Pourtant, jusqu’à cette année, moins d’un pour cent des eaux de l’archipel bénéficiaient d’une protection officielle. Résultat : pendant des années, la pêche – aussi bien légale qu’illégale – a mis en danger la survie de la faune sauvage de la zone, et tout particulièrement celle des très nombreux requins. Une époque maintenant révolue, comme l’explique un récent article du quotidien espagnol El País.

Le président équatorien, Rafael Correa, vient d’annoncer ce lundi la création d’un vaste sanctuaire marin de 38 000 km2 ainsi que de 21 aires marines nationales de conservation, plus petites. Superficie totale : 47 000km2, soit l’équivalent d’un tiers des eaux sous souveraineté équatorienne entourant l’archipel :

Les Îles Galápagos ont une valeur écologique, mais aussi économique, sans pareil. Le gouvernement de l’Équateur supporte la création d’un sanctuaire marin dans le but de le laisser en héritage à nos enfants et aux enfants de nos enfants. Un monde merveilleux où autant d’espèces que possible seront préservées pour alimenter le plaisir et la connaissance des générations futures.

L’une des spécificités de ce nouveau sanctuaire marin est qu’il accueille l’une des plus fortes concentrations de requins au monde. La pêche, au même titre que l’exploitation pétrolière, y est désormais totalement interdite.

L’information n’a rien de négligeable. Selon un récent rapport de l’Union internationale pour la conservation de la nature (UICN), 25% des requins de la planète seraient actuellement en danger d’extinction. En cause notamment, la demande importante d’ailerons, un met encore de nos jours particulièrement prisé en Asie.

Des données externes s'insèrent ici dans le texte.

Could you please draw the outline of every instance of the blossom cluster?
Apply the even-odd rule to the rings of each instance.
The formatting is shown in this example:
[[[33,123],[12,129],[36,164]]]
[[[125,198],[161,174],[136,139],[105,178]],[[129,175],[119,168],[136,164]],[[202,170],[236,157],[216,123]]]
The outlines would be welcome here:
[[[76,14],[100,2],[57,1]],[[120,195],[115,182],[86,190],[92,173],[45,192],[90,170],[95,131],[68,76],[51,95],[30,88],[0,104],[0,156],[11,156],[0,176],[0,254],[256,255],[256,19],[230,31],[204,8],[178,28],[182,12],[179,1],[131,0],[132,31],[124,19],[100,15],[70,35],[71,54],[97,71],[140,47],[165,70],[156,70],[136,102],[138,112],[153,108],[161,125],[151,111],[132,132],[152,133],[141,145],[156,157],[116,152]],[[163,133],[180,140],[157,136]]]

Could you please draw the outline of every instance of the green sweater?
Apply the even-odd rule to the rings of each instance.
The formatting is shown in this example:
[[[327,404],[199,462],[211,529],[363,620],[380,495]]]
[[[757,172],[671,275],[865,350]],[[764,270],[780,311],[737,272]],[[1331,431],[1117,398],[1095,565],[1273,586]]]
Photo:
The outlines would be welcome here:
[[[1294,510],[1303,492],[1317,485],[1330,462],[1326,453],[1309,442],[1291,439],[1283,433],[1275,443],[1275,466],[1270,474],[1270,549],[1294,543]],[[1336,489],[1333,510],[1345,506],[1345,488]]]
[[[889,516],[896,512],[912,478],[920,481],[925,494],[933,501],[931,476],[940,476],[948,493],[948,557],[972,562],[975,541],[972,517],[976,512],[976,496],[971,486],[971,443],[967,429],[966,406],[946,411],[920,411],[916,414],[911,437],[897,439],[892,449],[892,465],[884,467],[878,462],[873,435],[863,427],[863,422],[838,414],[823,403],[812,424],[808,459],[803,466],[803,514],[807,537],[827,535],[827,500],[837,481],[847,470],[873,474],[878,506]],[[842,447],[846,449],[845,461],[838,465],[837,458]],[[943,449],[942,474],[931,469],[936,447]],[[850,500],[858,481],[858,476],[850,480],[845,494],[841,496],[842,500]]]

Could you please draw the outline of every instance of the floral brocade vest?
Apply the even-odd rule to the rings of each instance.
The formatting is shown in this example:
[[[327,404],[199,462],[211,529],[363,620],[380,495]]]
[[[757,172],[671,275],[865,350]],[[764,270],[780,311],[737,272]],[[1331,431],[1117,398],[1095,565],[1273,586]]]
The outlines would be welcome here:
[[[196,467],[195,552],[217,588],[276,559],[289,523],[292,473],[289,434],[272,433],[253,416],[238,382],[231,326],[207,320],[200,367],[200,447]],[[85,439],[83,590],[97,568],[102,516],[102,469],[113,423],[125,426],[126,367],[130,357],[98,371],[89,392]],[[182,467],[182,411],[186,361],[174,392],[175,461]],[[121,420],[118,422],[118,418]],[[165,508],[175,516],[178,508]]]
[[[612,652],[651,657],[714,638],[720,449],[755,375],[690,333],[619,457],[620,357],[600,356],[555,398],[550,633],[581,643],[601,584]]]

« L’Équateur vient de montrer des qualités exceptionnelles de dirigeant en protégeant l’une des zones les plus précieuses de l’océan », a commenté le Dr Enric Sala, créateur du projet Pristine Seas (NDLR, un projet qui vise à étudier et assurer la protection des espaces encore sauvages de l’océan), dans les pages de National Geographic. Le chercheur en est également convaincu : en protégeant cette ressource naturelle, « l’Équateur vient également de préserver une importante manne économique ».

Et pour cause, selon une récente étude menée à bien par l’équipe du projet Pristine Seas avec la collaboration de l’Université de Californie, chaque requin vivant dans les eaux des Galápagos rapportera 5,4 millions de dollars américains (environ 4,8 millions d’euros) au cours de sa vie, par l’intermédiaire des revenus générés par le tourisme et la plongée de loisir. Un requin mort en revanche ne rapportera qu’un peu moins de 200 dollars (179 euros) au pêcheur qui l’aura tué.

De nos jours, le tourisme maritime est à la source de près d’un tiers des emplois des Galápagos. Il s’agit d’une industrie en pleine croissance qui rapporterait près de 178 millions de dollars (159 millions d’euros) chaque année.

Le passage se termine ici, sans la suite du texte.